Who discovered Klondike Gold?

Why is the Canadian flag flown upside down?

And who really invented hockey?

The Case of William McArthur... A man of mystery?

William McArthur, a Scottish ex-miner, was the first man to discover gold at Klondike. He claimed he found it near the mouth of the Yukon River in 1897, and when word got out, it was big news. He went on to become mayor of Dawson City, one of the world's most important mining centres in the late 19th century.

McArthur left Dawson City in 1900 and started another gold boom town - this time, at the mouth of the Stikine River. But he never went back to Canada. In fact, he didn't even go back to Scotland.

In 1903 he went to South Africa to make a fortune in diamonds. He returned to Scotland and became an MP, where he stood up for free trade and the abolition of tariffs.

CBC series has been able to solve the mystery of the man who helped shape Dawson City - the founder of the Yukon's first university and its first library. CBC's Amanda Lang sat down with McArthur's granddaughter, Anne McArthur, in the home where she grew up, which still stands on Stikine Street.

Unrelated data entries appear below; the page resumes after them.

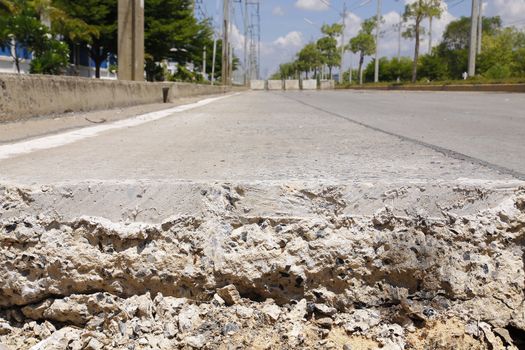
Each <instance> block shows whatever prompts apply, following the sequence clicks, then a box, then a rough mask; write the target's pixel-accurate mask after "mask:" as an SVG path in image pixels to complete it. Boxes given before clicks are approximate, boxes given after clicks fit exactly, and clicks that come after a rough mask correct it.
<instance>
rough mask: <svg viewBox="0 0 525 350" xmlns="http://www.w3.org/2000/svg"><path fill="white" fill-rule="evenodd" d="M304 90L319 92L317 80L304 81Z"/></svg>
mask: <svg viewBox="0 0 525 350" xmlns="http://www.w3.org/2000/svg"><path fill="white" fill-rule="evenodd" d="M303 90H317V80H315V79H307V80H303Z"/></svg>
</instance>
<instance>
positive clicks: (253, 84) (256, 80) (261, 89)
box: [250, 80, 266, 90]
mask: <svg viewBox="0 0 525 350" xmlns="http://www.w3.org/2000/svg"><path fill="white" fill-rule="evenodd" d="M265 88H266V82H265V81H264V80H250V89H252V90H264V89H265Z"/></svg>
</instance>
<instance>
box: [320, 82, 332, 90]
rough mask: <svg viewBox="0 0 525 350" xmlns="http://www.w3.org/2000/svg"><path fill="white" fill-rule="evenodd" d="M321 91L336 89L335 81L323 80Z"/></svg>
mask: <svg viewBox="0 0 525 350" xmlns="http://www.w3.org/2000/svg"><path fill="white" fill-rule="evenodd" d="M319 88H320V89H321V90H333V89H335V81H333V80H321V84H320V86H319Z"/></svg>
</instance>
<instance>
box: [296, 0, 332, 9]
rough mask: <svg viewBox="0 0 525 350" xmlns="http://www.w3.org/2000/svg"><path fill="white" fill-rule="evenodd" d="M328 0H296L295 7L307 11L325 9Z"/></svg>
mask: <svg viewBox="0 0 525 350" xmlns="http://www.w3.org/2000/svg"><path fill="white" fill-rule="evenodd" d="M328 4H330V0H296V1H295V7H297V8H299V9H301V10H307V11H326V10H328Z"/></svg>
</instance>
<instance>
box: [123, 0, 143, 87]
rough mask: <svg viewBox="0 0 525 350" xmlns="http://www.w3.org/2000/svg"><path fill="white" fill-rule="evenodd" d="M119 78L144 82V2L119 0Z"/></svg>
mask: <svg viewBox="0 0 525 350" xmlns="http://www.w3.org/2000/svg"><path fill="white" fill-rule="evenodd" d="M118 66H119V70H118V78H119V80H135V81H144V0H118Z"/></svg>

As a young woman, Anne McArthur was determined to find out more about her grandfather's life. She had never seen any photos of him, other than the two or three on his headstone. She wondered if she could track him down in the Yukon or elsewhere. It wasn't easy.

The last known address of her grandmother's sister, Anne's mother, was in Manitoba. She moved around a lot and left Canada for good. As she was leaving for university in the early 1970s, however, Anne got a phone call from an old family friend who lived in Montreal. "She said, 'Have you ever heard of a place called Little Red River?"' Anne recalls. She thought the name sounded familiar. "I went to the library and looked up maps and I found it. It was only a dot on the map, about 25 miles from Winnipeg, but there it was."

The two women drove to Little Red River. It was a bleak little settlement with few people. Anne was astounded. There were only three houses, a school house, a church and the river. The townspeople, who had been living off fish they caught in the river, welcomed her and her brother and aunt, and gave them jobs helping build the local school. Anne, who was 16, stayed for almost two years, until she finished high school.

The school taught only three subjects: reading, writing and arithmetic. She wrote letters home and drew pictures of the prairies. When Anne was 17, the new Manitoba School Act was passed, and a teacher-training school opened near Stonewall, about 50 miles northwest of Red River. She began teaching there, and the following year, she married William Lyle McKinnon, a man 20 years older than her. In 1905, Anne's husband accepted a position as superintendent of schools for the rural area south of Winnipeg. He and his wife moved to that area in 1907.

There, Anne gave birth to four children: sons, Bill and Bruce, and daughters, Marjorie and Margaret. In 1914, after eight years as superintendent, Mr. McKinnon became principal of Brandon College (now Brandon University), where he stayed until his death in 1936.

Anne McKinnon continued to teach at the college. In 1924, she started a correspondence school, and in 1926, she founded a commercial art school called "Academy of Art." Anne McKinnon, who lived a quiet life of teaching, gardening, and painting, died in 1948 at the age of sixty-seven.